You've got a city at 75,000 people, but really a marketing area of a couple hundred thousand, and we've got four hospitals in the county, and so there's plenty of doctors, there's plenty of administrators. Congressman Paul Ryan is from here, and we've got a boatload of attorneys. So, we've got a good, high-income population that can afford expensive toys. And we had the second largest Harley Davidson dealer in the nation here for quite a while. I think people are finally getting sick of motorcycles and want to buy stuff that they can use at home more, and maybe will invest in a compact utility tractor or a utility vehicle, rather than a motorcycle. So, there's just a lot of good disposable income.
The other thing that we've got in Janesville is we've got a tremendous road structure.

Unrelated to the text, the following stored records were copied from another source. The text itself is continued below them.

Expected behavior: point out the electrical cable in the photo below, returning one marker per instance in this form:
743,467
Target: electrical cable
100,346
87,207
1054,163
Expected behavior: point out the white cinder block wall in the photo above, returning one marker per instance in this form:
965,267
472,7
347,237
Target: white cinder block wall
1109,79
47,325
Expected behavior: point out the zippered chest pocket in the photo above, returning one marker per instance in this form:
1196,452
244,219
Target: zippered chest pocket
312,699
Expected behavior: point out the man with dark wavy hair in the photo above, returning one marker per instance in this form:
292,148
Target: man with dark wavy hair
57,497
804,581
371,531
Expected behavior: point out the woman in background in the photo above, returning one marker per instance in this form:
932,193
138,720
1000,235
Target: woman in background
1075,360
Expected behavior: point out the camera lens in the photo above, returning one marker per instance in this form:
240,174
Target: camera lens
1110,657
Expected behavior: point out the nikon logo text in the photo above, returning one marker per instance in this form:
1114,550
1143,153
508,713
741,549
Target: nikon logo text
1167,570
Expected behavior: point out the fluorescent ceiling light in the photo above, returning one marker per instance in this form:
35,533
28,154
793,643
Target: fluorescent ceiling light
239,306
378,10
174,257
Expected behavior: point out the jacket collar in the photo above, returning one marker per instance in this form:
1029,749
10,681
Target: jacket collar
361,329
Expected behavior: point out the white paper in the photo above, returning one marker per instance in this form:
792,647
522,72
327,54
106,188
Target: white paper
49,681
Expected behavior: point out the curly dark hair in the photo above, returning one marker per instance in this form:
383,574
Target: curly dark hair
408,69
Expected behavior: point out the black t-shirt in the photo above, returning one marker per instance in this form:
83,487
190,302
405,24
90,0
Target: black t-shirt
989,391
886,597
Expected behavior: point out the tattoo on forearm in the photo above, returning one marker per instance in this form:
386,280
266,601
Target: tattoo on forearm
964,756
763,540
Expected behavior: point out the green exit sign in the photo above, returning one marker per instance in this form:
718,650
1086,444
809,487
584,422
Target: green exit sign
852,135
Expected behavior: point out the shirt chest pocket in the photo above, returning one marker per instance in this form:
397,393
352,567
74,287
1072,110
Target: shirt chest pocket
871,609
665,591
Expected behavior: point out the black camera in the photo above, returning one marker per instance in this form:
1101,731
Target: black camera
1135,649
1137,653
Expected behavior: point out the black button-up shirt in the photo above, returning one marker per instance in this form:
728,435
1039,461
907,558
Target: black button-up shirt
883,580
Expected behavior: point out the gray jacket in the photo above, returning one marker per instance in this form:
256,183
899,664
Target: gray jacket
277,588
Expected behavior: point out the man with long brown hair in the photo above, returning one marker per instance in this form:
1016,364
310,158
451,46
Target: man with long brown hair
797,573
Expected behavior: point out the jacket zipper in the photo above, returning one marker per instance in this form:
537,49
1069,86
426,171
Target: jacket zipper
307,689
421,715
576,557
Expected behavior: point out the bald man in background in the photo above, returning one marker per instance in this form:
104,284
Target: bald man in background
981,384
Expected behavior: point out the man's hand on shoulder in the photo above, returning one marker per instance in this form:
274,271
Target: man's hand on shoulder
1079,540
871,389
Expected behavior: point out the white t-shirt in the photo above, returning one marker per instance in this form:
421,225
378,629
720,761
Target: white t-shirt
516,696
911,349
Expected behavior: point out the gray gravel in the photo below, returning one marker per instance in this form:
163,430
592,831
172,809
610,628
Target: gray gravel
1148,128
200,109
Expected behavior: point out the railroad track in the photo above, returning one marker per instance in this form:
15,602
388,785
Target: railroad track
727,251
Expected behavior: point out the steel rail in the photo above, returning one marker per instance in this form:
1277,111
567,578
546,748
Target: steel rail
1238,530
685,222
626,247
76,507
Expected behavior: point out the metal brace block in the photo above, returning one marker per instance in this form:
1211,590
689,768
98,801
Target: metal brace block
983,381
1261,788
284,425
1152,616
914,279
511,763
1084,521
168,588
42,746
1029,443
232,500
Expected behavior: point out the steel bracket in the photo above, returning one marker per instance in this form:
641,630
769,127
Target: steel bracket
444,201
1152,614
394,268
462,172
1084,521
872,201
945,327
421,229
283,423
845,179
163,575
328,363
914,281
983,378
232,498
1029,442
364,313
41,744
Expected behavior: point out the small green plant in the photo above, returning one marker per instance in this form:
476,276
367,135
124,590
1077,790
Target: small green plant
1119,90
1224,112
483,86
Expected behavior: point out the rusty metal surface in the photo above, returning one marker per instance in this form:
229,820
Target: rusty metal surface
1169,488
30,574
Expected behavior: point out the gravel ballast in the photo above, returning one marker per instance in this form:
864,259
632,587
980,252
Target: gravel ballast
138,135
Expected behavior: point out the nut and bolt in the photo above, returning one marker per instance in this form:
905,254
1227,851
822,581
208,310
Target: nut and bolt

We've got the interstate that goes right by us, north and south, we've got highway 14, and highway 11, we've got highway 26, all of those converge at Janesville, and so when you advertise something on the web, or statewide paper, or whatever, and they see you’re from Janesville, they know it’s easy to get to and that “I've been by there.” So, those are the key things that I think of Janesville.

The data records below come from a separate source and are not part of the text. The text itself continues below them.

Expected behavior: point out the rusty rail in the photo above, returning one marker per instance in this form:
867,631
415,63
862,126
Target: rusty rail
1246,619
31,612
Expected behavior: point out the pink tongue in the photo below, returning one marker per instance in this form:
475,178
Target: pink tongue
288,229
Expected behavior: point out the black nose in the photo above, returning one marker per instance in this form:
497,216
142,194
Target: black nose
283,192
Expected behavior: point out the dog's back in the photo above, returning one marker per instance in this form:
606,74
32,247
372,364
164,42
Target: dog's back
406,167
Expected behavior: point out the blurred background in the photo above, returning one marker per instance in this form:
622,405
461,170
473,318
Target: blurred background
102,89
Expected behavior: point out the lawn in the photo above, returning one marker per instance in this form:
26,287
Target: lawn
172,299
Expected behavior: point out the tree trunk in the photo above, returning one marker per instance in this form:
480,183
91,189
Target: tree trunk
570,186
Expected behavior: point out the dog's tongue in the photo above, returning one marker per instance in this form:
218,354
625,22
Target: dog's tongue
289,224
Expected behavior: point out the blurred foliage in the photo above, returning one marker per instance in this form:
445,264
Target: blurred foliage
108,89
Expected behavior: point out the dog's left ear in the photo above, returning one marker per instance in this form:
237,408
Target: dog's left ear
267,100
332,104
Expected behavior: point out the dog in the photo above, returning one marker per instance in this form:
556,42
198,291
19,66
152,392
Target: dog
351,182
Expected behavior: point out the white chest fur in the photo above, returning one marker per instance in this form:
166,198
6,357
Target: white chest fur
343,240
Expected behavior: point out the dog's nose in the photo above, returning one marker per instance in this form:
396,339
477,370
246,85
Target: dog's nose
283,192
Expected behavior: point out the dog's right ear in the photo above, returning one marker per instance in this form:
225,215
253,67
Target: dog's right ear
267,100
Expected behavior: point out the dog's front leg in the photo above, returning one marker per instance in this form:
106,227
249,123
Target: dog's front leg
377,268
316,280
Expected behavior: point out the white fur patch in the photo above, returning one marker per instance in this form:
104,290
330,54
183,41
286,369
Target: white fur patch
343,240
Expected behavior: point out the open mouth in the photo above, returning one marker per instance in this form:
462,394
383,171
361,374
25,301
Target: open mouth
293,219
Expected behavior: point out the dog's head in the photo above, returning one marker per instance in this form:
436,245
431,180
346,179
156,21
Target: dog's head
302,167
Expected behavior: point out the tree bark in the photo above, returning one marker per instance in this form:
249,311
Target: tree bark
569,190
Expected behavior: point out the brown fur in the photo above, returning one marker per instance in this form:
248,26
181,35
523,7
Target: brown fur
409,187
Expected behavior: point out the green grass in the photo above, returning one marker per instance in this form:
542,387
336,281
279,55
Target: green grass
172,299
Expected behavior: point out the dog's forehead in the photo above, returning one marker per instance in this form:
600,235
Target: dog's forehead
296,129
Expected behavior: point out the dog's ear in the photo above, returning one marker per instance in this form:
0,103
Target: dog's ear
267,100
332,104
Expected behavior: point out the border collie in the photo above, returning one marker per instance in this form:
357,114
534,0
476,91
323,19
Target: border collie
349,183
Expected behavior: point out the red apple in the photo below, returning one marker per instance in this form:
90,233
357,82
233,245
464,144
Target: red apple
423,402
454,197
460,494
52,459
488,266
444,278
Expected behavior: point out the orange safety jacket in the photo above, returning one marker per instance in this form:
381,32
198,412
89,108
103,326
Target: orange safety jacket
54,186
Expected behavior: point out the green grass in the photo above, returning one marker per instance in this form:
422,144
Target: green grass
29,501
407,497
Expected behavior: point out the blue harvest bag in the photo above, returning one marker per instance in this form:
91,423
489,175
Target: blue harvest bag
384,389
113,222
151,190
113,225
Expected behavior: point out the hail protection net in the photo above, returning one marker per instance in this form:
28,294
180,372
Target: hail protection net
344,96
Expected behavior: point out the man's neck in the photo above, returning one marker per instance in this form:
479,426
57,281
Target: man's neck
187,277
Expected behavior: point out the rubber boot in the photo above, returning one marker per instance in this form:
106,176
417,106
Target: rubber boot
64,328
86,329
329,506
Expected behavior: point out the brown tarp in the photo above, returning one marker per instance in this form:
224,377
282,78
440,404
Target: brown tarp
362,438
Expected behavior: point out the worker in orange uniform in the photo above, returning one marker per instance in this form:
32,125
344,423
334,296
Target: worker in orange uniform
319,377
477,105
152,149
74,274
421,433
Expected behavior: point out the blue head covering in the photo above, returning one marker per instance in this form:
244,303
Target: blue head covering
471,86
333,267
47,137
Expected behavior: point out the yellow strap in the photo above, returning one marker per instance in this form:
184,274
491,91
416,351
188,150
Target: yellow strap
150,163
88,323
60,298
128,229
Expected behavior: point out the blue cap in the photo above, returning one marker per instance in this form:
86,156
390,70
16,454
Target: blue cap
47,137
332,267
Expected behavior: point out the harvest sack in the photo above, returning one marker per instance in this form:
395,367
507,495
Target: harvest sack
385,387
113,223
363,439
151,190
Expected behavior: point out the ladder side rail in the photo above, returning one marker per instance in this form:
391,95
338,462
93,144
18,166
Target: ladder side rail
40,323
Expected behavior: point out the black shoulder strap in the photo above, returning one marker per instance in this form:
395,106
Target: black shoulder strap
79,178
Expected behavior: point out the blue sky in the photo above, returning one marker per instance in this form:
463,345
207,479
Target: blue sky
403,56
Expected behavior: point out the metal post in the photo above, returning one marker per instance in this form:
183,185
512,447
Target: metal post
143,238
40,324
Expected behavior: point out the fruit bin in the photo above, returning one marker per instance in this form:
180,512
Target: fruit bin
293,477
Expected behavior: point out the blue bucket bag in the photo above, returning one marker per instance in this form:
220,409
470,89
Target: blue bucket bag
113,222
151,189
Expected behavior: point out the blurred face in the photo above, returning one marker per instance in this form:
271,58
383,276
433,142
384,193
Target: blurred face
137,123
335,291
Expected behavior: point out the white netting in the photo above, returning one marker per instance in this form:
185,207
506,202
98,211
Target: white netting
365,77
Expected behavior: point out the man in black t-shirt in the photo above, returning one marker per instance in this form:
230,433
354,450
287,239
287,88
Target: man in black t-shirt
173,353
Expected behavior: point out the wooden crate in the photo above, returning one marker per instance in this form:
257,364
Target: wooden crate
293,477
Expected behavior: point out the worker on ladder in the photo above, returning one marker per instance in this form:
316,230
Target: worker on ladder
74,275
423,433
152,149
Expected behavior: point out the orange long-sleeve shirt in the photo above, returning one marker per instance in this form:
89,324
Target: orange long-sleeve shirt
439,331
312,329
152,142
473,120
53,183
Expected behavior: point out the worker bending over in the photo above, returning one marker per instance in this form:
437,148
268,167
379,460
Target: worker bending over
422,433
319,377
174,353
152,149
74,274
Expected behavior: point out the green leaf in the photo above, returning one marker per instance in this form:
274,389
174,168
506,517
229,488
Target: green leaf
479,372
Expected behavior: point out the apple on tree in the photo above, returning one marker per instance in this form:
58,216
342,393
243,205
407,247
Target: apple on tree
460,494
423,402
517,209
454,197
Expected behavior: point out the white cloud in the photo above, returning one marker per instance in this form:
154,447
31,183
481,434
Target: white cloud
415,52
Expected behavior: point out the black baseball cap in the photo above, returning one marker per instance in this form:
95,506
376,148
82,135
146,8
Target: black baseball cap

Now, I look at our Rochelle, Ill., store, and we've got all of that, except the real high income. It's a town of more like 12,000, and there's a little manufacturing base there, but it doesn’t have near the wealth that we have in this area. What we do have down there is good farm ground in all directions. And we've got interstate 39 going north and south, and I-88 going east and west, and so once again, it's easy to get to, everybody knows where Rochelle is.
Well, then I look at our outliers, at Amboy in Illinois and Juda in Wisconsin, and Amboy, there's some good ground, but it's not as good as around Rochelle. Nobody goes to Amboy for any reason. And Juda, if you happen to be driving between Janesville and Dubuque you'll see us, but otherwise there's not really a whole lot of great reason, and the ground over there's hilly and more of a dairy sector, but that's a tough bunch. They're a hard nut to crack over there.

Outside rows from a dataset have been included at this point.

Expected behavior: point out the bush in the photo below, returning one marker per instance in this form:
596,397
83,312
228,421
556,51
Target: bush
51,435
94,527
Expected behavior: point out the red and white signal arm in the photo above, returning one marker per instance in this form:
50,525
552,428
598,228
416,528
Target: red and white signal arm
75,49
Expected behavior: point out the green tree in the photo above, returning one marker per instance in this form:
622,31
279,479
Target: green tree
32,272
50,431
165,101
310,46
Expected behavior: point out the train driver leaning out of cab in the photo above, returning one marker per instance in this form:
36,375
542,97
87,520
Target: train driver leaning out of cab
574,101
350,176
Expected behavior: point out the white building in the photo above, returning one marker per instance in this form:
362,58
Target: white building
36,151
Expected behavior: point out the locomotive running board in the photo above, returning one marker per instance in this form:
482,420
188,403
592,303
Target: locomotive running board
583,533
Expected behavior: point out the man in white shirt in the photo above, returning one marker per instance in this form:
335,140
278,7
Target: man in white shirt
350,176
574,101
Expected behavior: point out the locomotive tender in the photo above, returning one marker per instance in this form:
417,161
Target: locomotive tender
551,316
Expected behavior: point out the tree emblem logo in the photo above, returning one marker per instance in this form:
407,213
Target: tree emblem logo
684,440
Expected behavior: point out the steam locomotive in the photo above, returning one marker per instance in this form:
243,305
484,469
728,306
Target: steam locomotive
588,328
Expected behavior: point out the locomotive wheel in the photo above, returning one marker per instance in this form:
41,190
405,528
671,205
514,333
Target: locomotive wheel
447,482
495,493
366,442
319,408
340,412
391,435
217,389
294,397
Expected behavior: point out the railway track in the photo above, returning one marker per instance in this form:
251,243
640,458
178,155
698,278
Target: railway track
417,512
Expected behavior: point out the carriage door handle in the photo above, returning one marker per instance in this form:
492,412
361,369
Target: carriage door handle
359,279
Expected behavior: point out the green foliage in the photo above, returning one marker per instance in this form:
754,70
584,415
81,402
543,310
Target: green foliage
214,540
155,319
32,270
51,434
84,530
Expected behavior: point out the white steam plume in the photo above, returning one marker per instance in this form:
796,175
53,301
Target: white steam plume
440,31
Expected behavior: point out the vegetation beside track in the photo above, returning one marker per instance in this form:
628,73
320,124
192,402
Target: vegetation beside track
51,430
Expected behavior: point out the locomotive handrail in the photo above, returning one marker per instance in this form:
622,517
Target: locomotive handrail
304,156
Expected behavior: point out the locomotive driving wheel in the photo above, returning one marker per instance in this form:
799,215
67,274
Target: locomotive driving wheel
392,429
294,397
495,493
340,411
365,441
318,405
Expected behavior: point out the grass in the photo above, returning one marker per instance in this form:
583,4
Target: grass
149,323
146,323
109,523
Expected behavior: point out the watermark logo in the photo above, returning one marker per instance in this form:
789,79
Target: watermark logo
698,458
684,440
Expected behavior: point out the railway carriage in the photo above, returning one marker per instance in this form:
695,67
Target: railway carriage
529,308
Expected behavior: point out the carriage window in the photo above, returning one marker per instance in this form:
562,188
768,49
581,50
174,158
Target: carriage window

So, our stores, we really are set up and have two bigs and two smalls. If I was to try to buy another store, I'd rather have a big than a small. And you guys, you hit a home run when you bought Janesville. And I don't why it hadn't been recognized before that, and what took so long, but you guys did a bang-up job.
Frodel: You're right, there's some of the best land in the whole state here and east, and Dane County too, which we have. Some of the best land in the whole state. In our demographic we kind of call it the triangle, where our stores are, Madison, over to Milwaukee, northern Illinois, back over to here, that's the area with some great farmland, yet it's the most populous area too, with more wealth. So, there's a ton of property owners and commercial business, municipal business that we have the opportunity to work with.
Each store is a little different, our demographics are different, which is beneficial. Farming in this area, it's been a little depressed the last couple years. Our industrial sales have been great at some of our other stores, and our large property owner sales have helped sustain things a lot for us.